New Paper “Land Use/Land Cover Changes And Climate: Modeling Analysis And Observational Evidence” By Pielke Sr Et Al 2011

We have a new paper that has been accepted for publication, that summarizes the current understanding of the role of land use/land cover changes on the climate system, as well as proposes approaches to further advance our understanding. The paper is

Pielke Sr., R.A., A. Pitman, D. Niyogi, R. Mahmood, C. McAlpine, F. Hossain, K. Goldewijk, U. Nair, R. Betts, S. Fall, M. Reichstein, P. Kabat, and N. de Noblet-Ducoudré, 2011: Land use/land cover changes and climate: Modeling analysis and observational evidence. Wiley Interdisciplinary Reviews: Climate Change, Invited paper, in press.

The abstract reads [highlights added]

Our paper summarizes the changes in landscape structure due to human land management over the last several centuries, and using observed and modeled data, documents how these changes have altered biogeophysical and biogeochemical surface fluxes on the local, mesoscale, and regional scales.
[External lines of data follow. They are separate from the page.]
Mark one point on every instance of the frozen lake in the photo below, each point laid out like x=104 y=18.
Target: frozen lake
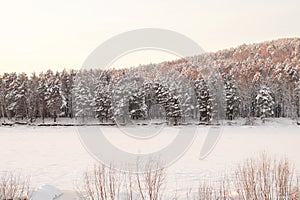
x=55 y=155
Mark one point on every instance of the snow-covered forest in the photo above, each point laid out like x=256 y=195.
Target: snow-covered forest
x=257 y=80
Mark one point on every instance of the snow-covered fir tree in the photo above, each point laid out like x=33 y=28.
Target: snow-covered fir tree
x=54 y=99
x=173 y=109
x=82 y=98
x=232 y=98
x=204 y=100
x=265 y=103
x=103 y=102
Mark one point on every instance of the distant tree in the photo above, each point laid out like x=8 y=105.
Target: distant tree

Remaining research issues are presented including whether these landscape changes alter large-scale atmospheric circulation patterns far from where the land use and land cover changes occur. We conclude that existing climate assessments have not yet adequately factored in this climate forcing. For those regions that have undergone intensive human landscape change, or would undergo intensive change in the future, we conclude that the failure to factor in this forcing risks a misalignment of investment in climate mitigation and adaptation.

The conclusion ends with the text

For those regions that have undergone intensive LULCC, or will undergo intensive change in the future, failure to factor in this forcing has profound consequences.Investments in adapting to ongoing human-induced climate change and natural variability will remain founded on incomplete and potentially misleading information.This in turn leads to a higher risk of misaligned investment in climate adaptation, which is a vastly more expensive outcome than the costs of resolving the impact of LULCC on the Earth’s global and regional climate. Unless we undertake a thorough assessment of the role of LULCC on climate, an incomplete understanding of the role of humans in the climate system will persist.